A proyección en torno a la Declaración de la Renta de este año, el primero de nuestras vidas que nos llegaba con el guion ya escrito y los planos ya rodados, no ha sido todo lo taquillera que hubiesen querido ni los propios productores ni, por supuesto, un sinfín de espectadores que se han encontrado con un sinfín de deslices. Ha sido, más bien, un rodaje de arte y ensayo cuyo argumento ha de mejorarse para evitar el asombro y las protestas de un sinfín de contribuyentes que se han quedado con la boca abierta tras recibir los cálculos hechos por la Administración.

Uno entiende el porqué del cambio: facilita la vida a quienes somos torpes de per se a la hora de los cálculos y afinan los cálculos de quienes se entorpecen y se equivocan, ya me entienden, cuando se trata de sacar rendimiento a los números.

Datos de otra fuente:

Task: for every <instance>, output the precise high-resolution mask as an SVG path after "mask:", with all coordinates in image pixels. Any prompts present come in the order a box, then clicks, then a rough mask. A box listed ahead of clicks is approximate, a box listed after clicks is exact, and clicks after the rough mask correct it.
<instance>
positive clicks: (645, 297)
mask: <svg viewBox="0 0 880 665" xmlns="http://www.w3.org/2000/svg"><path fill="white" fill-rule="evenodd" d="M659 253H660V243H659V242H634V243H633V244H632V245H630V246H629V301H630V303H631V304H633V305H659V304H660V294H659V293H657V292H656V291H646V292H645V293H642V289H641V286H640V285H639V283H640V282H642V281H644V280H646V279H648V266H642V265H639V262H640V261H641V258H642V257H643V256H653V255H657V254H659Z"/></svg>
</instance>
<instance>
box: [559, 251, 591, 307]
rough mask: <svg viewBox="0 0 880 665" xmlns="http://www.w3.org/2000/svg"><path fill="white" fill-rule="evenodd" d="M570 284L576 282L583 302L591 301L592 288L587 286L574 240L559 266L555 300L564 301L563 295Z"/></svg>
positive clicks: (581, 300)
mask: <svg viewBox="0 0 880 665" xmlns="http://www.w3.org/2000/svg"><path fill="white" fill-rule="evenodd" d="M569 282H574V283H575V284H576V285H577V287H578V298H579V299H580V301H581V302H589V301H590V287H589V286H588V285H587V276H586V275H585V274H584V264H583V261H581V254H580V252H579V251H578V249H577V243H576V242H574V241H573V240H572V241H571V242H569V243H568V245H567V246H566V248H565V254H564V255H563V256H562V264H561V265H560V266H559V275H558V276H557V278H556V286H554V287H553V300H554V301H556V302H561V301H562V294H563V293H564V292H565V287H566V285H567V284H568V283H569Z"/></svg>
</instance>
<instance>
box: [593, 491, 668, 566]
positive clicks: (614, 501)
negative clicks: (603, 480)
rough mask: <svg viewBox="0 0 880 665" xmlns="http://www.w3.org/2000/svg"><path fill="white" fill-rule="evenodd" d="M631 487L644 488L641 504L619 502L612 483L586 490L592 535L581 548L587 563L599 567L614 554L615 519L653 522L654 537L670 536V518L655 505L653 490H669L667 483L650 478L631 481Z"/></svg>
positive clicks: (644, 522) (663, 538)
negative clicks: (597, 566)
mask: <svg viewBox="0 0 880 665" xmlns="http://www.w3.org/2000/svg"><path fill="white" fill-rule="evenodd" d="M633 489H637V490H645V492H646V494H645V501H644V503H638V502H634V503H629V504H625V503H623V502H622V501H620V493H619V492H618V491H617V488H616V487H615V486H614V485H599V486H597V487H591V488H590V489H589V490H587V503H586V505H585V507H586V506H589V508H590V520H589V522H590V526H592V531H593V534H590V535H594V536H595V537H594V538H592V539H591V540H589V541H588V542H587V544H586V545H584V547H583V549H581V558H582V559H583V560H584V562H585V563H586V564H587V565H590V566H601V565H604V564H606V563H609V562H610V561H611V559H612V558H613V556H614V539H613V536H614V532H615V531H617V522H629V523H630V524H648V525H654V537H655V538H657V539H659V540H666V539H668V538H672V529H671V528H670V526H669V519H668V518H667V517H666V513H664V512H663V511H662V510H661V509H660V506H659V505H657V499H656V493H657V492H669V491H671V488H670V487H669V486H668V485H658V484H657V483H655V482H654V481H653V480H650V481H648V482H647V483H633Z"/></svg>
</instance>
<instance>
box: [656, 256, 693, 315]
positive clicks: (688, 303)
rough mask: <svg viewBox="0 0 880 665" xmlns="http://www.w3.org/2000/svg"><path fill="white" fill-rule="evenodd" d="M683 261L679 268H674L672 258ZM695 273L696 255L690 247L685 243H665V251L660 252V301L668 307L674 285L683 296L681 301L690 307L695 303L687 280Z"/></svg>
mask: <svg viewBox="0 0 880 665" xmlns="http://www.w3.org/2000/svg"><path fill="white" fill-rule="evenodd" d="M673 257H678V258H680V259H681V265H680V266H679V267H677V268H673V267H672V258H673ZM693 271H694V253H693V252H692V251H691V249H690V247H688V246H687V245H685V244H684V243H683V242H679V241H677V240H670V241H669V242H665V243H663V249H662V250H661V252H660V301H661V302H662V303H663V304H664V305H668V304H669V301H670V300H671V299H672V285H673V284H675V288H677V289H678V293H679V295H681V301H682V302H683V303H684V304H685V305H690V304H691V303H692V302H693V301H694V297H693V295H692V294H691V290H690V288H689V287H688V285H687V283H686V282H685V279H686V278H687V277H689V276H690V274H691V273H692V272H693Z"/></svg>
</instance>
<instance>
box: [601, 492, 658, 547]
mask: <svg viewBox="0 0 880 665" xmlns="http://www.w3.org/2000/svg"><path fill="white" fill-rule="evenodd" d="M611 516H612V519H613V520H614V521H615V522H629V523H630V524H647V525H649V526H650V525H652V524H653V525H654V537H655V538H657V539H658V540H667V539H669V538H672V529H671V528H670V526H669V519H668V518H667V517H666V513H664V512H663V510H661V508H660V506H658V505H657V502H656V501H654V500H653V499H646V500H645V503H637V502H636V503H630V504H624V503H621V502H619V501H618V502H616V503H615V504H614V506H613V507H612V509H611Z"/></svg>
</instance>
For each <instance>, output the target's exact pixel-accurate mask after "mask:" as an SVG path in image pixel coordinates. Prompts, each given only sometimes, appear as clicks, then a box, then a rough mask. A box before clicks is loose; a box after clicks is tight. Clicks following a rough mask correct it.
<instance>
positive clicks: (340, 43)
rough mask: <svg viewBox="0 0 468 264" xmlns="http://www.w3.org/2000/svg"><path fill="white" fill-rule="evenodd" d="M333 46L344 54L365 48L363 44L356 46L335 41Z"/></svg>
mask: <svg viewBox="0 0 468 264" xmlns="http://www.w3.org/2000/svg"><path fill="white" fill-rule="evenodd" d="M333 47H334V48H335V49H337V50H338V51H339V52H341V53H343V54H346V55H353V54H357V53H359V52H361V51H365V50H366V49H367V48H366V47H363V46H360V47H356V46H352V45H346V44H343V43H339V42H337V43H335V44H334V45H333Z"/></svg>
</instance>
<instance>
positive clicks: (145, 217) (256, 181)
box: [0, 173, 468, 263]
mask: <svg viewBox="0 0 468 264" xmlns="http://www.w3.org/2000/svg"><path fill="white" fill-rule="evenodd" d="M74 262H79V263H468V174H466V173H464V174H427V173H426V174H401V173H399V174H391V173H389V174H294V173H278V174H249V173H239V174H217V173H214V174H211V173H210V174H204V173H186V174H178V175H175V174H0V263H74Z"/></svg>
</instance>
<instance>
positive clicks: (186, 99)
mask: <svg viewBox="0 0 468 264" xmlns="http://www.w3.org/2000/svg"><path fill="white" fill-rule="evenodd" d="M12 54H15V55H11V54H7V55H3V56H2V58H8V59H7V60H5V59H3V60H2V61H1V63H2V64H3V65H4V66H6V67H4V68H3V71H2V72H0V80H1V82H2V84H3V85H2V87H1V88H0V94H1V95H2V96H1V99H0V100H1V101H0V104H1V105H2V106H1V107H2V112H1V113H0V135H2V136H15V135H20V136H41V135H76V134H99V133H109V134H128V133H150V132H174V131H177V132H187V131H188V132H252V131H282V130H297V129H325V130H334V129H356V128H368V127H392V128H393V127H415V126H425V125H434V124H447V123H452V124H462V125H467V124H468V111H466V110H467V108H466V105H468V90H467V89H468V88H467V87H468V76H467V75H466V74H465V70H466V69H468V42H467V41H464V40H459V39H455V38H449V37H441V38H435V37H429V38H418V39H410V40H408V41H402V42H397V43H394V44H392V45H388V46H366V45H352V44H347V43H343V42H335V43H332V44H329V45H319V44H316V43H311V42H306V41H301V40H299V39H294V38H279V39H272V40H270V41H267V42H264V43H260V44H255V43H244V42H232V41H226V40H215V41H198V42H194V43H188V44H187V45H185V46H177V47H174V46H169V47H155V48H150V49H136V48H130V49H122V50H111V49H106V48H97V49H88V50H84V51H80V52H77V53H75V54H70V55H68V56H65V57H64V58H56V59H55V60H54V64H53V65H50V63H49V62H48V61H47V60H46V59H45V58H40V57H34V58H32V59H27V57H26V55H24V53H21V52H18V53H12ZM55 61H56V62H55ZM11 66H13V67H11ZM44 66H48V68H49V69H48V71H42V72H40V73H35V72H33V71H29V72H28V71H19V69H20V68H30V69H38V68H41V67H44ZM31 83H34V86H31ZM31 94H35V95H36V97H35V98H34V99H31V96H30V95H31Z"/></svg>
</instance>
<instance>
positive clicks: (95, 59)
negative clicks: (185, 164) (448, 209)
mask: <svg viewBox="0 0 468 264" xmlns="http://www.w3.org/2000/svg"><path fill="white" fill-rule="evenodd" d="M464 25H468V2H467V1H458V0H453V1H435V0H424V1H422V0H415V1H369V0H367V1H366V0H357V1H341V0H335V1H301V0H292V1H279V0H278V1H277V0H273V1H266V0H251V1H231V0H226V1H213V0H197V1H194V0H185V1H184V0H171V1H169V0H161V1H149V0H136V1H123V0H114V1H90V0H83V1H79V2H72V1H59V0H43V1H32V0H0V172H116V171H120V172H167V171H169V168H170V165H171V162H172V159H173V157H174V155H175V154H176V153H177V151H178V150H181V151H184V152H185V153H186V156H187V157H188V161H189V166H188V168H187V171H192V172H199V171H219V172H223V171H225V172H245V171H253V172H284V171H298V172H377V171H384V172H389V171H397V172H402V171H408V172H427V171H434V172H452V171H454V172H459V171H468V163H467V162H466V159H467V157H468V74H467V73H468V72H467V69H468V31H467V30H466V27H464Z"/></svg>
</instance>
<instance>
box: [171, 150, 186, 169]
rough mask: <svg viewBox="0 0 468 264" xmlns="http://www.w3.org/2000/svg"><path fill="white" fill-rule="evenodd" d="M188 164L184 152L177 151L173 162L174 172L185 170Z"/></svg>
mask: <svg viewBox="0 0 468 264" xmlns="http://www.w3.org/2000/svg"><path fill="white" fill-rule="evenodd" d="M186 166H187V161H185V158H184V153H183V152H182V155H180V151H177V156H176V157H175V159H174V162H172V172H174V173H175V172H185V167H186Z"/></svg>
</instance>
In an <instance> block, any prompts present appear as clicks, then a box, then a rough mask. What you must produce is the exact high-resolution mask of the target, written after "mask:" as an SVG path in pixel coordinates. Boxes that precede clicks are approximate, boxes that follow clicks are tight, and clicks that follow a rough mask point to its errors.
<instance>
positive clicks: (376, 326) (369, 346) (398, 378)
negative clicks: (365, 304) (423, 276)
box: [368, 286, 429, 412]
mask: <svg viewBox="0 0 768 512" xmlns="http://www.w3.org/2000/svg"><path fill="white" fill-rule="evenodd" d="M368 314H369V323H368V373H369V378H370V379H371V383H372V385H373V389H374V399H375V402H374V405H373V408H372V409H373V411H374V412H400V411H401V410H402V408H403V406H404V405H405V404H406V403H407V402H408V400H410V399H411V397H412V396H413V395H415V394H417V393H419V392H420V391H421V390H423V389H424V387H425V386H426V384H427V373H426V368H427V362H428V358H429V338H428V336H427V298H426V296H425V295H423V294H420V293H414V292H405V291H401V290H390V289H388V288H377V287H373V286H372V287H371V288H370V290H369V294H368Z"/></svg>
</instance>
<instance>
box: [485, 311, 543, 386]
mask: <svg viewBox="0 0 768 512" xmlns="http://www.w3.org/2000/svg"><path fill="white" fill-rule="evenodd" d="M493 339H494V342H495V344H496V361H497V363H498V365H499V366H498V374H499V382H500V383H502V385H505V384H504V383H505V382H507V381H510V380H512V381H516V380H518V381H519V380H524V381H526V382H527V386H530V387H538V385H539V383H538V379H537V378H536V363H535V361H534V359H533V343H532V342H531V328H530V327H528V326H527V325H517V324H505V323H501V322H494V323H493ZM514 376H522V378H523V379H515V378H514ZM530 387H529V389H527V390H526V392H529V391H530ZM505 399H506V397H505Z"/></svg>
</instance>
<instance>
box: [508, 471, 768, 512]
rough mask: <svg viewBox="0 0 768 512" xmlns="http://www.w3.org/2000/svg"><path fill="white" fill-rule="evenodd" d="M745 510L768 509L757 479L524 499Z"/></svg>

"Este año la renta no ha sido mala pero tiene márgenes de mejora", dijo el diputado José María Iruarrizaga, en un análisis global de los balances. Quizás el desenlace haya sido, más o menos, el esperado, pero el capítulo de los borradores ha dejado mucho que desear, lo que demuestra que tampoco ellos, los técnicos y peritos, son duchos en la materia. O que se han visto sobrepasados por la sobrecarga. Es de desear que al menos comprendan que no todos los errores del pasado fueron de mala fe.

Tampoco es necesario pedir la guillotina (sea dicho a la metáfora, por Dios, que siempre hay quien se toma todo al pie de la letra...) para quienes se equivocaron a la hora de elaborar la declaración de las renta del prójimo. Ya pidieron disculpas en su momento. Lo que sí ha de valorarse es la fragilidad de estas cuestiones, que se diría que están hechas con cristal de Bohemia. Ya en la vieja Roma se decía que es un error generalizado reclamar dinero a aquellos que están por debajo incrementando impuestos cuando no se ha dado ejemplo en austeridad, un error que se repite de generación en generación.